Um homem fala sobre o seu passado, que se confunde com o da História do seu país. Num discurso comovente evoca a luta pela liberdade e a sua crença nas revoluções e na supremacia da Beleza. Sentado na sua sala, Urbano Tavares Rodrigues mantém-se o escritor, o resistente, o que acredita no melhor do Homem. E se as coisas em que acreditou nem sempre lhe corresponderam foi porque ainda não tinha chegado o tempo certo. Mas vai haver um mundo novo. Vai haver. No meio do Tempo, Urbano reflecte, enquanto a brisa do sul não cessa de soprar".

Alguns jornais fizeram breves alusões à Homenagem que ontem foi feita, no Auditório da Biblioteca Nacional. 

Urbano Tavares Rodrigues tem dezenas de livros publicados, desde o romance ao conto e aos poemas, passando pelo ensaio, a narrativa de viagens, a crítica e o teatro. Tem ainda alguns livros por publicar.

Urbano Tavares Rodrigues foi homem de  imensa coragem na sua vida de intervenção em muitos domínios. Homem de intensa actividade política, no seu partido, no movimento da Paz, na oposição democrática, enfrentando a prisão, as torturas e as represálias. Manteve sempre essa coragem, depois do 25 de Abril, até ao fim dos seus dias.

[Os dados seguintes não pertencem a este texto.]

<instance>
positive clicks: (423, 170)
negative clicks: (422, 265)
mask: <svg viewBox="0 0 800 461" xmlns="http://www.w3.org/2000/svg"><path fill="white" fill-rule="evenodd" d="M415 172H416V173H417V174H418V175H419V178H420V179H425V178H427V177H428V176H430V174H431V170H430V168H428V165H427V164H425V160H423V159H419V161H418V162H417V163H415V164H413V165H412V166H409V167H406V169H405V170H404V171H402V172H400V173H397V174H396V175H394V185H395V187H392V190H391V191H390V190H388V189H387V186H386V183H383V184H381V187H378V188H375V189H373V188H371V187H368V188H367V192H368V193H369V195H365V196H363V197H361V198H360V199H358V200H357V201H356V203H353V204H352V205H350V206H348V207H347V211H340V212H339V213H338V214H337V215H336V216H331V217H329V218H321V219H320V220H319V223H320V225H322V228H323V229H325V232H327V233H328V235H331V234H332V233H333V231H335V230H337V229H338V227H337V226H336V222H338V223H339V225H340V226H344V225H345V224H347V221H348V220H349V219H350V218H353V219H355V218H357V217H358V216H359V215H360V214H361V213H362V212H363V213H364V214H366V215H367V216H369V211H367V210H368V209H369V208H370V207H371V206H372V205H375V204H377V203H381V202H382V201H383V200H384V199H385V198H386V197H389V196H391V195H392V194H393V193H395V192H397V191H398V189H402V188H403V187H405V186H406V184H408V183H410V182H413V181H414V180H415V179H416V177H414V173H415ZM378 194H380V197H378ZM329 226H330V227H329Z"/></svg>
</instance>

O escritor, jornalista e militante do PCP, Urbano Tavares Rodrigues morreu na manhã de sexta-feira, 9 de Agosto de 2013. Estava a poucos meses de completar 90 anos. Mas, Urbano Tavares Rodrigues continua connosco, sempre presente, mesmo para além da sua bela mensagem que nos deixou:

«Daqui me vou despedindo, pouco a pouco, lutando com a minha angústia e vencendo-a, dizendo um maravilhado adeus à água fresca do mar e dos rios onde nadei, ao perfume das flores e das crianças, e à beleza das mulheres. Um cravo vermelho e a bandeira do meu Partido hão-de acompanhar-me e tudo será luz.»